As we can observe, there are different ranges of complexities of life on Earth. These levels of intelligence range from the bacteria living all around us, to human beings. The question of what level of intelligence we want to find is an important one in refining our search. The tiny bacteria floating in puddles is likely much easier to find than the type of beings that people most likely think of when they think of aliens. Knowing if a planet has liquid water on the surface, is a huge indication that it may at one point have been able to sustain at least the most basic form of life. Of course, this is because for all we know, water is an essential part of all life.
When thinking about highly intelligent life, a smart thing to look into would be Techno Signatures. Techno signatures are signs or signals that would let us deduce the presence of more technological life in the universe if we were able to observe them.8 We would likely have to actively be on the lookout for these signals because otherwise we could completely miss them like we did once in the past. In July of 2001, the entire Solar System experienced a burst of radio energy that lasted less than 5 milliseconds. If it weren’t for astronomer Duncan Lormier with the help of his students six years after the anomaly in November of 2007, the event likely would not have been discovered. [9: Mackintosh, Graham. “AI and the Detection of Extraterrestrial Life.” American Scientist Oct. 2018: 311. Print.]
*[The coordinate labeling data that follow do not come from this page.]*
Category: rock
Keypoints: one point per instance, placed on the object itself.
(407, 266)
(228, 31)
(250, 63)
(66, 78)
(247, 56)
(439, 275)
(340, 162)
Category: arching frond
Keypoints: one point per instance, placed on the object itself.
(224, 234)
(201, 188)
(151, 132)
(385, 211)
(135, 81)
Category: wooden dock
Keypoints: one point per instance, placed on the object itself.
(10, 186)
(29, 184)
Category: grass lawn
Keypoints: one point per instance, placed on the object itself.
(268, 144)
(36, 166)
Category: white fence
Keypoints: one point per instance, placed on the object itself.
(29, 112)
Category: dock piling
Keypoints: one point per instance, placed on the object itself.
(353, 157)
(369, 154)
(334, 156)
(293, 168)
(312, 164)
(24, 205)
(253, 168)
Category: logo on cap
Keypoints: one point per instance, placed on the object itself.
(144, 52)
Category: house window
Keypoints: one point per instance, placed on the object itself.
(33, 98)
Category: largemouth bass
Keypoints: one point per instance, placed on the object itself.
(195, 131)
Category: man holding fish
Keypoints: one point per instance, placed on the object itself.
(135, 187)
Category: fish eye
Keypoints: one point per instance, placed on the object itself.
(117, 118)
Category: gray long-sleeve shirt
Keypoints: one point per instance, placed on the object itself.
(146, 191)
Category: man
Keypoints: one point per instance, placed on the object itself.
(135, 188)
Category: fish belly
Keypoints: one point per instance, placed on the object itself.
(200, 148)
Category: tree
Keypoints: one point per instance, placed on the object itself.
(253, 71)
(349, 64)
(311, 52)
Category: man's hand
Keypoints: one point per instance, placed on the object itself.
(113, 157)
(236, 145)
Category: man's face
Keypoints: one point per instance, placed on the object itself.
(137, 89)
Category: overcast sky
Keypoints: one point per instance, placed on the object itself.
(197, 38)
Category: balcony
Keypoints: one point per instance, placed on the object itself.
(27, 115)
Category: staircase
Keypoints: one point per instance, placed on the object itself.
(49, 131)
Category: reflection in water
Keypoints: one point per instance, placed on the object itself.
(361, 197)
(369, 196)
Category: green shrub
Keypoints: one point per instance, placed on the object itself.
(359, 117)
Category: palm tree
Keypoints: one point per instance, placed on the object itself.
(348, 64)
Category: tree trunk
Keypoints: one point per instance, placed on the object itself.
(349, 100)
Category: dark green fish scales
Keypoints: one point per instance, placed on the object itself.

In terms of looking for actual alien lifeforms, there is not much information to go off of besides ourselves, and how the media portrays them. Often when people think of aliens, they think of beings that look reasonably similar to humans. With the exception of movies such as The Blob (1958) or 2001: A Space Odyssey (1968), most films have extraterrestrial life similar to humans. Regardless of their physical appearance, there is a possibility that aliens are made up of completely different elements than humans.7 We may have come across this strong sign of life and never even realized it. [10: Dunbar, Brian. “Search for Life in the Universe I :: Astrobiology Magazine :: Search for Life in the Universe.” NASA, NASA, 7 Apr. 2015, www.nasa.gov/vision/universe/starsgalaxies/search_life_I.html.]
It would be pretty safe to say that Earth is not the only planet that holds life in the universe. Considering how many planets there are, and the technology that is available to us, it is only a matter of time before we get solid evidence of extraterrestrial life. Using the knowledge of the Goldilocks Zone will help scratch a large number of planets off of the list. Chances are if the planet has water in its liquid state, then the planet is in the zone. After that, the next step would be to find the elements that are present on each planet and compare them to our own. Finally looking for Techno Signatures will likely narrow the search down from there. There is no telling how long it will take, but if all of these methods of searching pan out the way we hope, there is a very high chance that we will find alien life if it does actually exist.